Au-delà, nous souhaitons que soit construit, par exemple par le Haut Conseil à l’Égalité, un baromètre annuel pour évaluer le ressenti des salarié.e.s et des agent.e.s sur les violences sexistes et sexuelles au travail et ainsi nous donner des indications objectivées sur l’état de la prise en compte du sujet.
Nous vous rappelons les propositions que nous avons portées ensemble lors des concertations de 2018 et à l’occasion de la ratification de la convention 190 de l’OIT et qui restent malheureusement d’actualité.

Dans le privé et dans le public
 Faire de la prévention des violences sexistes et sexuelles un sujet obligatoire de négociation à tous les niveaux sous peine de sanction pour les employeurs.
 Mettre en place une obligation de formation de tous les manageurs, RH et des représentant.e.s du personnel pour lutter contre ces violences.
 Mettre en place une obligation de sensibilisation annuelle sur les violences sexistes et sexuelles, organisée sur le temps et le lieu de travail.
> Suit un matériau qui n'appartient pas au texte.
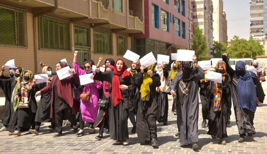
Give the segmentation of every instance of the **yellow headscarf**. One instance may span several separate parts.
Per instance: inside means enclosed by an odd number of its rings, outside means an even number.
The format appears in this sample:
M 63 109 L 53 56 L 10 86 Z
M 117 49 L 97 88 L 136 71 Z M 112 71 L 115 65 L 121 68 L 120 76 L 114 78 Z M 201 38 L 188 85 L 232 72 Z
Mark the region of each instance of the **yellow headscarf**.
M 174 62 L 176 64 L 176 69 L 175 70 L 173 69 L 172 70 L 171 70 L 171 71 L 169 72 L 169 76 L 170 76 L 170 79 L 171 80 L 173 79 L 173 78 L 176 76 L 176 75 L 177 74 L 177 73 L 179 72 L 179 63 L 176 61 L 175 61 Z M 173 67 L 173 66 L 172 66 L 171 67 Z
M 151 70 L 153 68 L 153 65 L 148 67 L 148 70 Z M 145 96 L 150 92 L 150 89 L 149 88 L 149 85 L 151 85 L 153 83 L 153 80 L 150 75 L 147 73 L 144 73 L 143 75 L 143 82 L 141 85 L 140 92 L 141 93 L 141 96 L 142 97 L 142 101 L 145 101 Z

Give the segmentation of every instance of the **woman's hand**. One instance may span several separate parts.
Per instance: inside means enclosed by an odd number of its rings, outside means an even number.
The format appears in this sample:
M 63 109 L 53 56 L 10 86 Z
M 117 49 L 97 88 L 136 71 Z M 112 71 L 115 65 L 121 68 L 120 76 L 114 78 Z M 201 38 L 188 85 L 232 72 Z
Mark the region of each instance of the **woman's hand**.
M 18 95 L 16 95 L 15 97 L 14 97 L 14 100 L 16 101 L 17 100 L 17 99 L 18 98 Z
M 128 86 L 126 86 L 126 85 L 124 85 L 124 84 L 122 84 L 119 86 L 119 87 L 120 89 L 121 90 L 125 90 L 128 89 Z
M 76 72 L 75 72 L 75 71 L 74 71 L 74 70 L 72 69 L 70 69 L 69 70 L 69 72 L 70 73 L 72 73 L 72 74 L 73 75 L 75 75 L 76 74 Z
M 150 77 L 152 77 L 153 76 L 154 74 L 153 74 L 153 72 L 151 70 L 148 70 L 148 74 L 149 75 L 150 75 Z
M 35 93 L 35 97 L 37 97 L 37 96 L 40 95 L 41 94 L 41 92 L 40 91 L 38 91 L 36 92 L 36 93 Z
 Sécuriser l’emploi et la carrière des victimes de violences, que celles-ci aient un lien avec le travail ou non, en mettant en place plusieurs mesures : la suppression du ou des jours de carence en cas d’arrêt maladie, le droit à des aménagements d’horaires, de poste, des congés payés, la possibilité d’une mobilité fonctionnelle ou géographique choisie, ainsi que l’accès à une prise en charge médico-sociale et psychologique des victimes sans frais. Pour garantir le droit au travail et le maintien en poste des femmes victimes de violences conjugales, il convient d’interdire leur licenciement comme c’est le cas pour les victimes de violences au travail.
 Renforcer les possibilités d’action des référent.e.s VSS (formation, moyens, précisions des prérogatives, mise en place de référent.e.s de proximité…).

Dans le privé plus spécifiquement
 Élargir les prérogatives, les moyens et la formation des conseillers du salarié au harcèlement sexuel pour permettre à tou.te.s les salarié.e.s dans des entreprises sans institutions représentatives du personnel d’être accompagné.e.s face à l’employeur.
 Augmenter le nombre et la formation des inspecteurs et inspectrices du travail.
 Dans le cadre du devoir de vigilance, imposer aux entreprises de prévenir la survenance de telles violences dans l’ensemble de leurs chaînes d’approvisionnement.